ECONOMIC NEWS REPORTS: US Weekly Jobless Claims Inch Up- US first-time claims for unemployment benefits inched up to 861,000, an increase of 13,000 from the previous week's revised level of 848,000 in the week ended February 13th, according to a report released by the Labor Department on Thursday. Meanwhile, the Labor Department said the less volatile four-week moving average edged down to 833,250, a decrease of 3,500 from the previous week's revised average of 836,750.
The report said continuing claims, a reading on the number of people receiving ongoing unemployment assistance, also fell by 64,000 to 4.494 million in the week ended February 6th.
US Housing Starts Tumble 6% In January- US housing starts tumbled by 6% to an annual rate of 1.580 million in January after soaring by 8.2% to an upwardly revised rate of 1.680 million in December, the Commerce Department reported on Thursday.
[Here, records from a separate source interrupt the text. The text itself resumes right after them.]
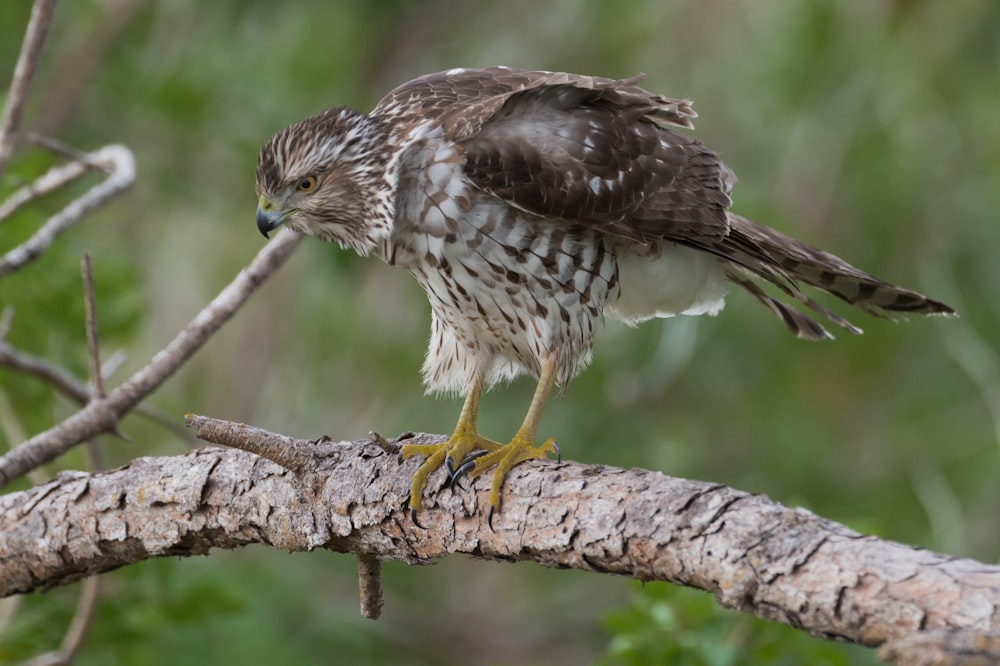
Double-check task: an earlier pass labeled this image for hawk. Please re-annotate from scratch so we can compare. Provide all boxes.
[256,67,953,524]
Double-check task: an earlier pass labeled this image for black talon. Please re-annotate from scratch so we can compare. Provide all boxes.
[451,458,476,485]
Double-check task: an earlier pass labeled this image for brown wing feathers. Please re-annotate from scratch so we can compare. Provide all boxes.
[376,68,953,339]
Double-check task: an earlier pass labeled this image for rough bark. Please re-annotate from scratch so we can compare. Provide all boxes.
[0,417,1000,663]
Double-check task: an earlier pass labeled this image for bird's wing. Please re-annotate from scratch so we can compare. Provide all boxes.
[373,68,735,244]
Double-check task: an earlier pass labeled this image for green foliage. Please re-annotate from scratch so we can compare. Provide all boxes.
[597,583,873,666]
[0,0,1000,666]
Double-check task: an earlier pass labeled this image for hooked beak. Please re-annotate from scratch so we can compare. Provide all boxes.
[257,196,291,238]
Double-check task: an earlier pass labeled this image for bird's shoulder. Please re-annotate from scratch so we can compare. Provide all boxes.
[373,68,735,241]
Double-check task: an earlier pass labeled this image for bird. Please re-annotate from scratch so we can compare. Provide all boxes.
[256,67,954,528]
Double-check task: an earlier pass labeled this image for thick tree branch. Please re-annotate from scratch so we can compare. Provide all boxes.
[0,417,1000,654]
[0,230,301,487]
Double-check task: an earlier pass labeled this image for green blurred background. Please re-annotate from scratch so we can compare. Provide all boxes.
[0,0,1000,665]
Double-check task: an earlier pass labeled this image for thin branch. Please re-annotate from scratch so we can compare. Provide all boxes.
[24,132,109,173]
[0,0,56,182]
[0,229,301,487]
[0,338,190,441]
[80,252,106,400]
[0,144,135,278]
[358,555,382,620]
[0,150,94,222]
[0,416,1000,664]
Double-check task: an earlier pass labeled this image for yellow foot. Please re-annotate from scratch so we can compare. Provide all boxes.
[452,433,560,529]
[399,428,503,525]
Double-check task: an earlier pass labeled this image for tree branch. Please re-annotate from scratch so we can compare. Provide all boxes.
[0,0,56,182]
[0,416,1000,656]
[0,144,135,278]
[0,230,301,487]
[0,338,188,441]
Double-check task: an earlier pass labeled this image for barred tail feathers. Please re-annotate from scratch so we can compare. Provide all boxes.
[716,213,954,340]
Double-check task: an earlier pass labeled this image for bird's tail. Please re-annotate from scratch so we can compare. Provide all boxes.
[713,213,955,340]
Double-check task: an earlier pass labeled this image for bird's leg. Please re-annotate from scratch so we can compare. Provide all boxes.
[399,375,501,516]
[455,359,559,527]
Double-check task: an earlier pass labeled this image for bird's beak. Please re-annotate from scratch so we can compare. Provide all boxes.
[257,195,289,238]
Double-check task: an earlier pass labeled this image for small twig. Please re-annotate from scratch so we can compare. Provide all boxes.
[358,555,382,620]
[0,230,302,487]
[184,414,326,474]
[0,151,87,222]
[0,305,14,344]
[0,0,56,182]
[0,338,192,442]
[24,132,110,173]
[80,252,105,400]
[0,144,135,278]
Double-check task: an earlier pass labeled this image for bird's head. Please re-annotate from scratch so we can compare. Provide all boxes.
[257,108,393,255]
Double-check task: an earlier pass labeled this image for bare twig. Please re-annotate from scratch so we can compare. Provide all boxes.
[80,252,106,400]
[0,0,56,182]
[0,416,1000,663]
[358,555,382,620]
[0,150,95,222]
[0,305,14,344]
[0,144,135,278]
[0,338,191,441]
[24,132,110,173]
[0,230,301,487]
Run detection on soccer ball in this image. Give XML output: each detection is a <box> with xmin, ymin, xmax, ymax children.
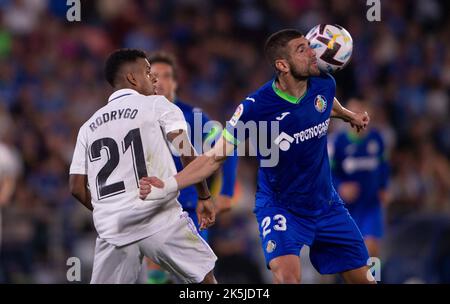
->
<box><xmin>306</xmin><ymin>24</ymin><xmax>353</xmax><ymax>73</ymax></box>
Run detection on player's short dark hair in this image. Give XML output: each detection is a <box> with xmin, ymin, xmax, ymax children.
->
<box><xmin>264</xmin><ymin>29</ymin><xmax>303</xmax><ymax>66</ymax></box>
<box><xmin>148</xmin><ymin>51</ymin><xmax>178</xmax><ymax>79</ymax></box>
<box><xmin>104</xmin><ymin>49</ymin><xmax>147</xmax><ymax>87</ymax></box>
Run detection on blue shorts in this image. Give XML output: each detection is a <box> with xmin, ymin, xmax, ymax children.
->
<box><xmin>255</xmin><ymin>204</ymin><xmax>369</xmax><ymax>274</ymax></box>
<box><xmin>186</xmin><ymin>209</ymin><xmax>208</xmax><ymax>242</ymax></box>
<box><xmin>347</xmin><ymin>205</ymin><xmax>384</xmax><ymax>239</ymax></box>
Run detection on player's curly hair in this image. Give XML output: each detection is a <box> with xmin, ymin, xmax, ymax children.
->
<box><xmin>104</xmin><ymin>49</ymin><xmax>147</xmax><ymax>87</ymax></box>
<box><xmin>264</xmin><ymin>29</ymin><xmax>304</xmax><ymax>72</ymax></box>
<box><xmin>148</xmin><ymin>51</ymin><xmax>178</xmax><ymax>79</ymax></box>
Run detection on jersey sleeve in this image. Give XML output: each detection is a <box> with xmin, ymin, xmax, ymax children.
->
<box><xmin>69</xmin><ymin>126</ymin><xmax>88</xmax><ymax>175</ymax></box>
<box><xmin>220</xmin><ymin>153</ymin><xmax>238</xmax><ymax>197</ymax></box>
<box><xmin>222</xmin><ymin>98</ymin><xmax>254</xmax><ymax>146</ymax></box>
<box><xmin>154</xmin><ymin>96</ymin><xmax>187</xmax><ymax>135</ymax></box>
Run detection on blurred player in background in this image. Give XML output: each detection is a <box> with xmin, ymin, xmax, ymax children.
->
<box><xmin>0</xmin><ymin>117</ymin><xmax>22</xmax><ymax>282</ymax></box>
<box><xmin>69</xmin><ymin>49</ymin><xmax>217</xmax><ymax>283</ymax></box>
<box><xmin>328</xmin><ymin>98</ymin><xmax>389</xmax><ymax>257</ymax></box>
<box><xmin>140</xmin><ymin>29</ymin><xmax>375</xmax><ymax>283</ymax></box>
<box><xmin>148</xmin><ymin>52</ymin><xmax>237</xmax><ymax>283</ymax></box>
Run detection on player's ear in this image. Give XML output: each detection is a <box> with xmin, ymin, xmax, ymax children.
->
<box><xmin>126</xmin><ymin>72</ymin><xmax>138</xmax><ymax>87</ymax></box>
<box><xmin>275</xmin><ymin>59</ymin><xmax>289</xmax><ymax>73</ymax></box>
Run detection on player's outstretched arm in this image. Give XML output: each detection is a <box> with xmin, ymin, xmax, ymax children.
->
<box><xmin>139</xmin><ymin>137</ymin><xmax>235</xmax><ymax>199</ymax></box>
<box><xmin>69</xmin><ymin>174</ymin><xmax>94</xmax><ymax>211</ymax></box>
<box><xmin>331</xmin><ymin>97</ymin><xmax>370</xmax><ymax>132</ymax></box>
<box><xmin>167</xmin><ymin>130</ymin><xmax>211</xmax><ymax>198</ymax></box>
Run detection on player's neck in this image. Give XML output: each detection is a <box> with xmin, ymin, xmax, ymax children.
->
<box><xmin>275</xmin><ymin>76</ymin><xmax>308</xmax><ymax>98</ymax></box>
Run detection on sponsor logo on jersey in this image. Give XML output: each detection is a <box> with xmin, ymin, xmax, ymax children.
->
<box><xmin>276</xmin><ymin>112</ymin><xmax>291</xmax><ymax>121</ymax></box>
<box><xmin>274</xmin><ymin>132</ymin><xmax>294</xmax><ymax>151</ymax></box>
<box><xmin>314</xmin><ymin>95</ymin><xmax>327</xmax><ymax>113</ymax></box>
<box><xmin>230</xmin><ymin>104</ymin><xmax>244</xmax><ymax>127</ymax></box>
<box><xmin>274</xmin><ymin>118</ymin><xmax>330</xmax><ymax>151</ymax></box>
<box><xmin>266</xmin><ymin>240</ymin><xmax>277</xmax><ymax>253</ymax></box>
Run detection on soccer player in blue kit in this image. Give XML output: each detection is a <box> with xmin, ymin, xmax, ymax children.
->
<box><xmin>140</xmin><ymin>29</ymin><xmax>375</xmax><ymax>283</ymax></box>
<box><xmin>147</xmin><ymin>51</ymin><xmax>238</xmax><ymax>284</ymax></box>
<box><xmin>328</xmin><ymin>98</ymin><xmax>389</xmax><ymax>257</ymax></box>
<box><xmin>148</xmin><ymin>52</ymin><xmax>238</xmax><ymax>241</ymax></box>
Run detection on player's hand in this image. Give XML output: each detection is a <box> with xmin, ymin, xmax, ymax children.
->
<box><xmin>339</xmin><ymin>182</ymin><xmax>360</xmax><ymax>204</ymax></box>
<box><xmin>349</xmin><ymin>112</ymin><xmax>370</xmax><ymax>132</ymax></box>
<box><xmin>139</xmin><ymin>176</ymin><xmax>164</xmax><ymax>199</ymax></box>
<box><xmin>196</xmin><ymin>199</ymin><xmax>216</xmax><ymax>230</ymax></box>
<box><xmin>216</xmin><ymin>195</ymin><xmax>231</xmax><ymax>214</ymax></box>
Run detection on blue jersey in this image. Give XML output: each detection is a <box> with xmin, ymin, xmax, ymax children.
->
<box><xmin>224</xmin><ymin>74</ymin><xmax>342</xmax><ymax>216</ymax></box>
<box><xmin>330</xmin><ymin>129</ymin><xmax>389</xmax><ymax>215</ymax></box>
<box><xmin>173</xmin><ymin>99</ymin><xmax>237</xmax><ymax>211</ymax></box>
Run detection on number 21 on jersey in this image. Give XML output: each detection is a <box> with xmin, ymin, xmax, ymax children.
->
<box><xmin>89</xmin><ymin>129</ymin><xmax>147</xmax><ymax>200</ymax></box>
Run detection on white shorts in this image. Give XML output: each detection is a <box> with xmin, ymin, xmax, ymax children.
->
<box><xmin>91</xmin><ymin>212</ymin><xmax>217</xmax><ymax>284</ymax></box>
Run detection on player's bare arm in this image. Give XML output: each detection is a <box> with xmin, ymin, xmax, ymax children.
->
<box><xmin>140</xmin><ymin>137</ymin><xmax>235</xmax><ymax>198</ymax></box>
<box><xmin>69</xmin><ymin>174</ymin><xmax>94</xmax><ymax>211</ymax></box>
<box><xmin>331</xmin><ymin>97</ymin><xmax>370</xmax><ymax>132</ymax></box>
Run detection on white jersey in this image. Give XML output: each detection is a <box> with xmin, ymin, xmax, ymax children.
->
<box><xmin>70</xmin><ymin>89</ymin><xmax>187</xmax><ymax>246</ymax></box>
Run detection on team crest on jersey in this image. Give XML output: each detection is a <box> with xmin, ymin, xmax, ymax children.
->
<box><xmin>266</xmin><ymin>240</ymin><xmax>277</xmax><ymax>253</ymax></box>
<box><xmin>230</xmin><ymin>104</ymin><xmax>244</xmax><ymax>127</ymax></box>
<box><xmin>314</xmin><ymin>95</ymin><xmax>327</xmax><ymax>113</ymax></box>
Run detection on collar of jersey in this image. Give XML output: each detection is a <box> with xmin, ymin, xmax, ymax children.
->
<box><xmin>108</xmin><ymin>89</ymin><xmax>139</xmax><ymax>102</ymax></box>
<box><xmin>346</xmin><ymin>131</ymin><xmax>364</xmax><ymax>144</ymax></box>
<box><xmin>272</xmin><ymin>79</ymin><xmax>308</xmax><ymax>104</ymax></box>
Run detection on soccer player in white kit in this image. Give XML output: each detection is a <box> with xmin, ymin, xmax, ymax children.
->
<box><xmin>69</xmin><ymin>49</ymin><xmax>217</xmax><ymax>283</ymax></box>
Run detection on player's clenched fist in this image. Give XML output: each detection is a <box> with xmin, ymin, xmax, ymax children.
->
<box><xmin>139</xmin><ymin>176</ymin><xmax>178</xmax><ymax>200</ymax></box>
<box><xmin>350</xmin><ymin>112</ymin><xmax>370</xmax><ymax>132</ymax></box>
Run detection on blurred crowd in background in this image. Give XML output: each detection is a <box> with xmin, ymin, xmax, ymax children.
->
<box><xmin>0</xmin><ymin>0</ymin><xmax>450</xmax><ymax>283</ymax></box>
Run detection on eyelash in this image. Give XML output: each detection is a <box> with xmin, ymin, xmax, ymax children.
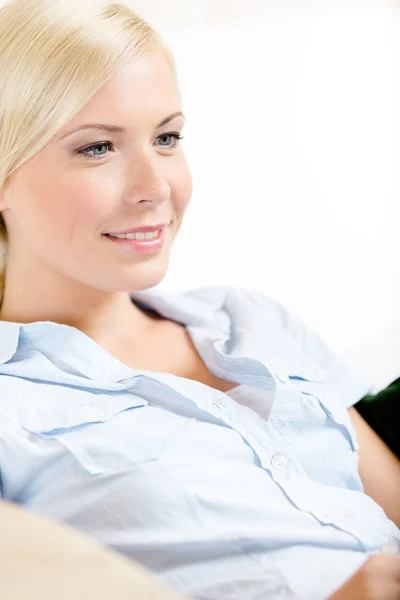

The upwardly revised rate seen in December reflected the highest annual rate of housing starts since September of 2006. The steep drop in housing starts came as single-family starts plunged by 12.2% to a rate of 1.162 million, more than offsetting a 17.1% spike in multi-family starts to a rate of 418,000. Meanwhile, the report also said building permits skyrocketed by 10.4% to an annual rate of 1.881 million in January after jumping by 4.2% to a revised rate of 1.704 million in December.
Philly Fed Index Grows At Slower Pace In February- The Philly Fed diffusion index for current activity dipped to 23.1 in February from 26.5 in January, but a positive reading still indicates growth in regional manufacturing activity, according to a report released by the Federal Reserve Bank of Philadelphia on Thursday. The decrease by the headline index was partly due to a slowdown in the pace of growth in new orders, as the new orders index slumped to 23.4 in February from 30.0 in January. The shipments index also edged down to 21.5 in February from 22.7 in January, indicating a modest slowdown in the pace of growth.